Ghiraldo retrata a Dorin: “Gran bebedor y gran comilón, gourmand y gourmet; todo en una pieza, estaba siempre en ellos una nota original. Cocinero a lo Dumas, padre, no solamente intervenía en la confección del menú, sino que preparaba en persona, platos de su inventiva, entre ellos algunos de condimentación tan complicada como su fantasía y que hubieran importado un verdadero peligro para organismos menos poderosos que los de aquellos bohemios vorazmente devoradores”.

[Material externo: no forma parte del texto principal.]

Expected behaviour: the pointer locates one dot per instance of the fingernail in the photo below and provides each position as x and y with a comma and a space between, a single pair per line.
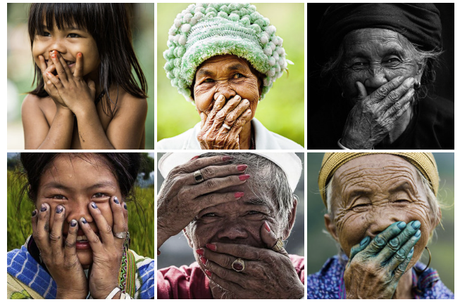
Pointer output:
244, 177
211, 246
401, 225
242, 167
267, 227
239, 194
59, 209
365, 241
203, 260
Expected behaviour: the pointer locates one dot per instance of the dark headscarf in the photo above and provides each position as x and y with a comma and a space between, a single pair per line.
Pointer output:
420, 23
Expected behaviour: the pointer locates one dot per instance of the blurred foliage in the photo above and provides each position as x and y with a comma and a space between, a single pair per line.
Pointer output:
19, 208
282, 109
322, 246
20, 70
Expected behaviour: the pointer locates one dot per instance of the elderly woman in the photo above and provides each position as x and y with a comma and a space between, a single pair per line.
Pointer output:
80, 243
382, 210
382, 56
235, 210
225, 58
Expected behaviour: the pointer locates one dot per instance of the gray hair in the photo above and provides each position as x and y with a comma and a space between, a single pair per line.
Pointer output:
270, 182
430, 59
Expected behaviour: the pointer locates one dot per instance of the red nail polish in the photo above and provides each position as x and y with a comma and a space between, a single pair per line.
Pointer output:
267, 227
244, 177
242, 167
211, 246
239, 194
203, 260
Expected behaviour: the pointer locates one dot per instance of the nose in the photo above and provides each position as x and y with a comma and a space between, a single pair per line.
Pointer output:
225, 89
376, 78
78, 209
232, 230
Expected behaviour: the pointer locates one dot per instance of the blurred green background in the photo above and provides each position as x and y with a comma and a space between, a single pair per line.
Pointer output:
282, 109
140, 223
21, 69
322, 246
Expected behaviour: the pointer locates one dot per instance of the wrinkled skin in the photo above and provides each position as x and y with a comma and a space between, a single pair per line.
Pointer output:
226, 91
378, 77
247, 229
76, 197
370, 196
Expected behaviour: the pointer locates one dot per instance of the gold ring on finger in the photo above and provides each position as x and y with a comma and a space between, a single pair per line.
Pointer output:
198, 176
238, 265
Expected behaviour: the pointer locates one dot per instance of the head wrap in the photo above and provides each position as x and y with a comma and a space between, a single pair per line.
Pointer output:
205, 30
424, 162
290, 163
420, 23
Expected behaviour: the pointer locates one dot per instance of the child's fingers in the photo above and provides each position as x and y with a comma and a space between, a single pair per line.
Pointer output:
79, 66
120, 223
59, 67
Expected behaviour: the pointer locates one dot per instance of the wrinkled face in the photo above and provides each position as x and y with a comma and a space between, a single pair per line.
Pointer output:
68, 42
227, 75
236, 222
375, 56
74, 182
372, 192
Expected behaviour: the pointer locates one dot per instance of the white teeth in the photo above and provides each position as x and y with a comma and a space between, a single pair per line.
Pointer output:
82, 238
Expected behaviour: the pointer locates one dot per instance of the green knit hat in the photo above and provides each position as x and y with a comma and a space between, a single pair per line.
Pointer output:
205, 30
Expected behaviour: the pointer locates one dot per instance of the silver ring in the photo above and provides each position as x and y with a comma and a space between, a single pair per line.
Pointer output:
238, 265
120, 235
198, 177
279, 246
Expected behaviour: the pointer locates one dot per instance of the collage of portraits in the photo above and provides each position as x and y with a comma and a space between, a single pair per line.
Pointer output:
264, 150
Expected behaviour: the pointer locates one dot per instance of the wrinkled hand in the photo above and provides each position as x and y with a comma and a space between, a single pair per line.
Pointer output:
72, 89
376, 266
235, 113
374, 116
267, 274
59, 253
181, 198
107, 249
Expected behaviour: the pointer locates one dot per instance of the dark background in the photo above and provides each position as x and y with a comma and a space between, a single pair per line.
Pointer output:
320, 93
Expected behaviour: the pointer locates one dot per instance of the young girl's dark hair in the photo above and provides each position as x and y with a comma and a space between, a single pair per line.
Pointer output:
125, 167
109, 25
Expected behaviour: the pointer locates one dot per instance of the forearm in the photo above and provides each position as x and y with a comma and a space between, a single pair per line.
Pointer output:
60, 132
90, 130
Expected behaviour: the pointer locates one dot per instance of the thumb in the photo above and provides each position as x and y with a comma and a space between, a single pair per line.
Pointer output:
362, 92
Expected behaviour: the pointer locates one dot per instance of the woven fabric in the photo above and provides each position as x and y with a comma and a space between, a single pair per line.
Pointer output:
423, 161
205, 30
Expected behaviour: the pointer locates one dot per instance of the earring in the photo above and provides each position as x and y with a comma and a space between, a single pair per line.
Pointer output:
429, 261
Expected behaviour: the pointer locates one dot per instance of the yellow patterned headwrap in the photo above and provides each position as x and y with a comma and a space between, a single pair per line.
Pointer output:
423, 161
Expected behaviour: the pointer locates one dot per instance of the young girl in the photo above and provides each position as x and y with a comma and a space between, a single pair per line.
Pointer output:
79, 244
87, 95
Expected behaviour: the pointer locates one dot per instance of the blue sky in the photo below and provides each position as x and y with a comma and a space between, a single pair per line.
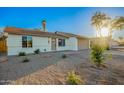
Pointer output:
67, 19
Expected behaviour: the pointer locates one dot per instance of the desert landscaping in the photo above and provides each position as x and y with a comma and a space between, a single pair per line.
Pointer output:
52, 69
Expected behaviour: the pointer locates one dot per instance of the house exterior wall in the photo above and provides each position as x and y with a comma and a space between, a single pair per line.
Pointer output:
14, 44
83, 44
70, 44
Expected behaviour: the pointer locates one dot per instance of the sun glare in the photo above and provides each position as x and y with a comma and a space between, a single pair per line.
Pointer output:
104, 32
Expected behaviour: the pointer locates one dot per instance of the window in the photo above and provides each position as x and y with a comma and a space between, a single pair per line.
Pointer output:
26, 41
61, 42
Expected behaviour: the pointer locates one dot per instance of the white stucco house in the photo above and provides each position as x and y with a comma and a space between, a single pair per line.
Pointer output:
14, 40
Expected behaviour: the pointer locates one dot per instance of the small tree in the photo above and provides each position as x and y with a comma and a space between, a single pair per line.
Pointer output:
74, 79
97, 54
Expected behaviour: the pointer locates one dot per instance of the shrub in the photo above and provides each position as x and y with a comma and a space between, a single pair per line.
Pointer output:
73, 79
37, 51
25, 60
64, 56
97, 54
22, 54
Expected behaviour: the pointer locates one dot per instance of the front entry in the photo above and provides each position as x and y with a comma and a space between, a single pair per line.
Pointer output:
53, 44
3, 47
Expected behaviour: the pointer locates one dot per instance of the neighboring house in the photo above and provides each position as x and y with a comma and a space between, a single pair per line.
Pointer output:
26, 40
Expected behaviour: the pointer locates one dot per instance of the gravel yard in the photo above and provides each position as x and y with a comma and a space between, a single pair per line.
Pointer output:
51, 69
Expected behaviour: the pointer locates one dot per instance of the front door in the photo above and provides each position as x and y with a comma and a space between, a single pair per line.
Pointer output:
53, 46
3, 47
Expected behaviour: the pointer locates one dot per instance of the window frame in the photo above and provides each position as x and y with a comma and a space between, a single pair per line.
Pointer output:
27, 45
61, 42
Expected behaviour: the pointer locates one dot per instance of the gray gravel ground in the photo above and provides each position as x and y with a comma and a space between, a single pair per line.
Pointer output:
51, 69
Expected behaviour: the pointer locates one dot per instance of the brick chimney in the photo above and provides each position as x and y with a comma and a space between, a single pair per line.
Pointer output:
44, 25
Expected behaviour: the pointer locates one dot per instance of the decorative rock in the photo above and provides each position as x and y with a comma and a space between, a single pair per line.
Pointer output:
3, 59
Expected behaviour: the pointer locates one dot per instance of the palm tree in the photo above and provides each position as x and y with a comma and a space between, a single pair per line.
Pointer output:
99, 20
116, 24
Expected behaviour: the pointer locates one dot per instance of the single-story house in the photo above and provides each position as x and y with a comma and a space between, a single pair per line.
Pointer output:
14, 40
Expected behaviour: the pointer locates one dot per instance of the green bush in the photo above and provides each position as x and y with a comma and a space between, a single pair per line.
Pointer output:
22, 54
97, 54
73, 79
25, 60
64, 56
37, 51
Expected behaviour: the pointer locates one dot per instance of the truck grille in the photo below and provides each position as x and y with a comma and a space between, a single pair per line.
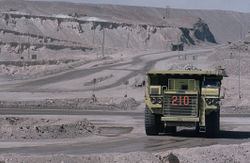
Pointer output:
180, 105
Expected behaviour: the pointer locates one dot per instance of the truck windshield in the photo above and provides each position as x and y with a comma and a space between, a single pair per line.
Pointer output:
211, 83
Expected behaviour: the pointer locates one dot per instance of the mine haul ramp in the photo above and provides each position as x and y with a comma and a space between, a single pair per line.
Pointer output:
182, 98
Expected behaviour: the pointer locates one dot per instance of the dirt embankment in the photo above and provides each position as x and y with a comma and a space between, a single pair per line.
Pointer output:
93, 103
216, 153
18, 128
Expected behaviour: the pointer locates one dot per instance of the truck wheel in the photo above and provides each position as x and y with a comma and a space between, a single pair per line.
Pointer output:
152, 123
170, 130
212, 124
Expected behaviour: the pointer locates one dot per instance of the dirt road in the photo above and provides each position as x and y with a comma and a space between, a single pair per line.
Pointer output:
124, 132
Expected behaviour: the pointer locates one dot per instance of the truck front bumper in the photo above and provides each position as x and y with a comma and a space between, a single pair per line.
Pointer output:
180, 119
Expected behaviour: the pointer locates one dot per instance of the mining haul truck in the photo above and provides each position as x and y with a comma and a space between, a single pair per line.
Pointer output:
182, 98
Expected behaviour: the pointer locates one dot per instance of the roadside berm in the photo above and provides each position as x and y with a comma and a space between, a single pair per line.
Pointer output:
215, 153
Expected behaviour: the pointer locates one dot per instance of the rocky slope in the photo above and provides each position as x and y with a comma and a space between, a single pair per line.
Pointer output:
225, 25
52, 37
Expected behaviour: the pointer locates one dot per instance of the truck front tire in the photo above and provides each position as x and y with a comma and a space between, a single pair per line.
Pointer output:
213, 124
152, 122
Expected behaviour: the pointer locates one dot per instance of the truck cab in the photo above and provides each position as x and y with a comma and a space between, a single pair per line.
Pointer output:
182, 98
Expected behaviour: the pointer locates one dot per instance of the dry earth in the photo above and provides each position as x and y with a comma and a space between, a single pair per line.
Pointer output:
137, 39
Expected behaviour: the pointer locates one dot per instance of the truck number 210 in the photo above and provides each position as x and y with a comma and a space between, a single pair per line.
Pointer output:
183, 100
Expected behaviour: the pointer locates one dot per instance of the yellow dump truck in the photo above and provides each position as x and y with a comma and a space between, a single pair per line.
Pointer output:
182, 98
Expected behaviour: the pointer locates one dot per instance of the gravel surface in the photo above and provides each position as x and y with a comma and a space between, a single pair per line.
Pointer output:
18, 128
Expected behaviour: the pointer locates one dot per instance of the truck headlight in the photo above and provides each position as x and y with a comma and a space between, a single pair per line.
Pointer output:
153, 100
156, 100
212, 101
159, 100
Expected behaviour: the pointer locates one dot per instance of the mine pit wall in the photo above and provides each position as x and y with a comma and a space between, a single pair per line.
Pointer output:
23, 35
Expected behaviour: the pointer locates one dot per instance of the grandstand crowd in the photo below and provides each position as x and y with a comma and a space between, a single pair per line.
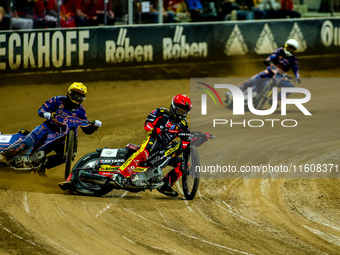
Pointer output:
30, 14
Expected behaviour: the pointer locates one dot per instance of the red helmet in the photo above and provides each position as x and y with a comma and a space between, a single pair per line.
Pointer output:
180, 106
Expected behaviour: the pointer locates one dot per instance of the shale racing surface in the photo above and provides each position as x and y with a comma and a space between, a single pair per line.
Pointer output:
228, 216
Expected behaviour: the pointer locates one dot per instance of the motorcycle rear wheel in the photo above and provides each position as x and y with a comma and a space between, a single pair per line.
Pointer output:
87, 163
190, 178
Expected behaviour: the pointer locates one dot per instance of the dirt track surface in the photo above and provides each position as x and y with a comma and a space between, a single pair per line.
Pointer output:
228, 216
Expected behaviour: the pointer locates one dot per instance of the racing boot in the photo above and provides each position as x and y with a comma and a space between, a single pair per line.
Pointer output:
167, 190
228, 96
4, 160
118, 179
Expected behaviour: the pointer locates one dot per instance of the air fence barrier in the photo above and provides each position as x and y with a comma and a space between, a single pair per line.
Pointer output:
65, 50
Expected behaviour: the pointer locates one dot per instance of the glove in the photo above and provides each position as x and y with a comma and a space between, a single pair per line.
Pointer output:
97, 123
267, 62
47, 115
157, 131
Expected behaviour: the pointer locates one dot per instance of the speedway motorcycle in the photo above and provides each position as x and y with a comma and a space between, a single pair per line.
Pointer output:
34, 158
265, 93
91, 175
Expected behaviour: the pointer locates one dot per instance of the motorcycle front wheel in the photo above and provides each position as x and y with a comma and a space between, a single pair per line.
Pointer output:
70, 143
264, 95
191, 178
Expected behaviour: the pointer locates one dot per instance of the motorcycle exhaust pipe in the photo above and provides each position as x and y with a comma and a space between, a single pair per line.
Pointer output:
93, 178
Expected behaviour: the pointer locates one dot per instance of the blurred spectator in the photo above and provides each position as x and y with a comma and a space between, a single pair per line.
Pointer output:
52, 8
81, 10
247, 11
152, 15
180, 9
4, 21
287, 10
195, 8
17, 22
224, 8
100, 8
271, 8
209, 8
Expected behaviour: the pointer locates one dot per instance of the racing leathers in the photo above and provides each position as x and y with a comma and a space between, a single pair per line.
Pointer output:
281, 60
157, 124
49, 128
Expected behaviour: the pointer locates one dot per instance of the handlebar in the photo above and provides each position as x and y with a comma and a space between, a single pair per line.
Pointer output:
66, 120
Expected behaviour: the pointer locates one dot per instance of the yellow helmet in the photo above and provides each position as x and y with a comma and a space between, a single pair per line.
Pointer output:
77, 92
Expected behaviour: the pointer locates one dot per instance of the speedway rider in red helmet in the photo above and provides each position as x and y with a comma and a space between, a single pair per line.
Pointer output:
157, 124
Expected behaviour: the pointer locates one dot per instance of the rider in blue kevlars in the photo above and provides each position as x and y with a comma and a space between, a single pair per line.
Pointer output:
70, 105
284, 59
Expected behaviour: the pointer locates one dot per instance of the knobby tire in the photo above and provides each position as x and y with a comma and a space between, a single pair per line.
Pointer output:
190, 178
69, 152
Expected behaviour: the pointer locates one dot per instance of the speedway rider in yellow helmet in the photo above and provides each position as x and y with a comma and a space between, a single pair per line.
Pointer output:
69, 105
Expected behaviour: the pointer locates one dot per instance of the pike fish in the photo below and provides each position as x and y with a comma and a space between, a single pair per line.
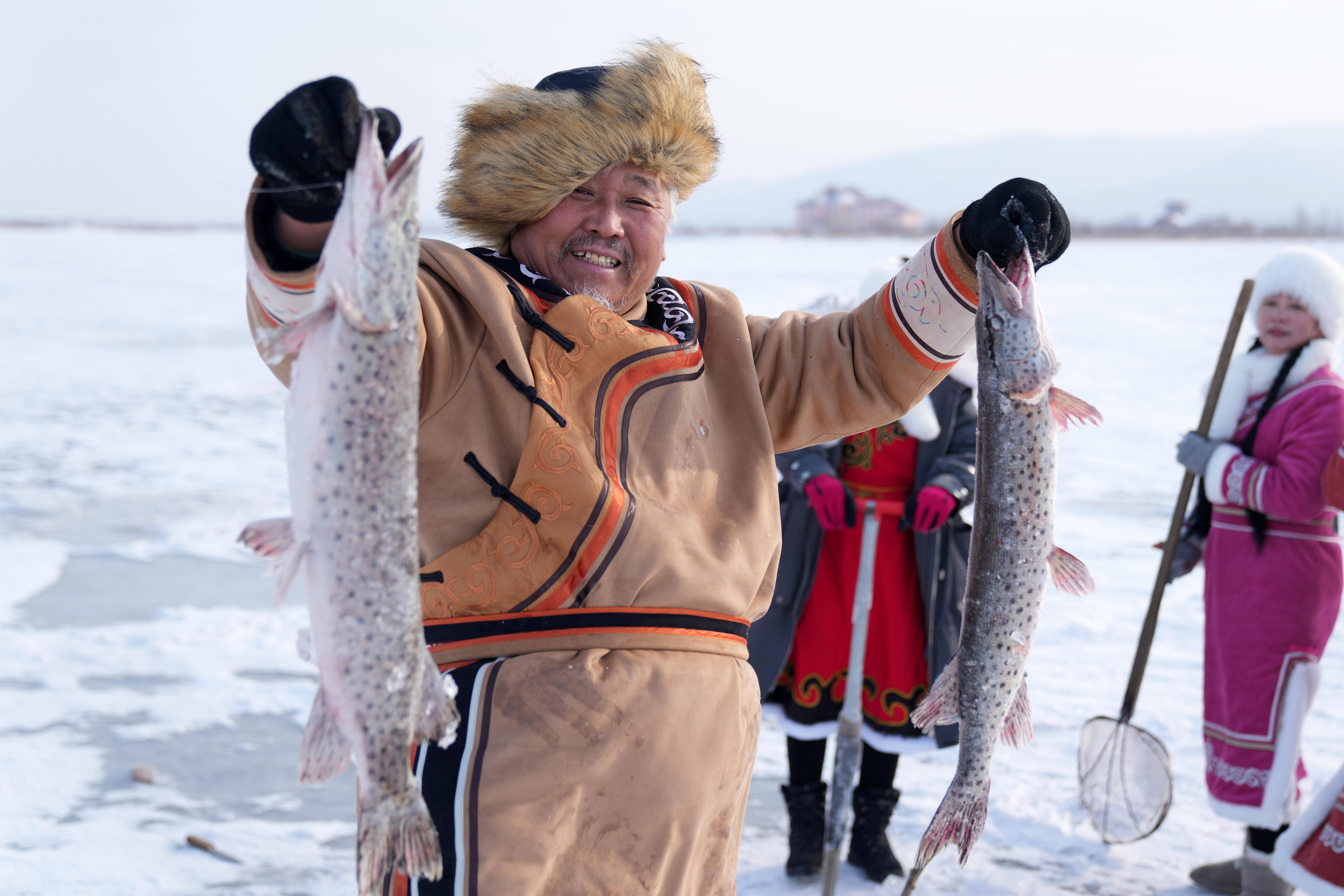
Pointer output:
351, 433
1013, 549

Por lo demás, Américo Dorin / Rubén Darío “tenía 30 años y hacía varios que rodaba de ciudad en ciudad. Allá, en su país nativo, en su tierra inolvidable del trópico, tenía, además de un hijo a quien no pudo darle su amor paterno, el único afecto entrañable que le quedaba en el mundo: una hermana por línea materna; hermana amada que era su gran cariño, su abismático amor, su anhelo eterno; mezcla indefinible de todos los amores. No había conocido a su padre; fue muy triste su infancia, pasaba con sus abuelos, y en cuanto a la madre, flor de pecado y de dolor, él supo perdonarla siempre, quizá comprendiéndola mejor que nadie allá en el fondo recóndito y misterioso de su alma. / Lo que Salvadorcito no acabó de comprender fue la magnitud de aquel amor auroral tan exaltado del poeta”.

Tal fue la imagen de Rubén, proyectada en una ficción novelística: la segunda escrita sobre él, ya que le había precedido en 1922 la inédita de la dama nicaragüense Celia Elizondo viuda de Nicol, titulada “La loquita”, de la cual se conserva una copia mecanográfica en la Biblioteca Nacional Rubén Darío.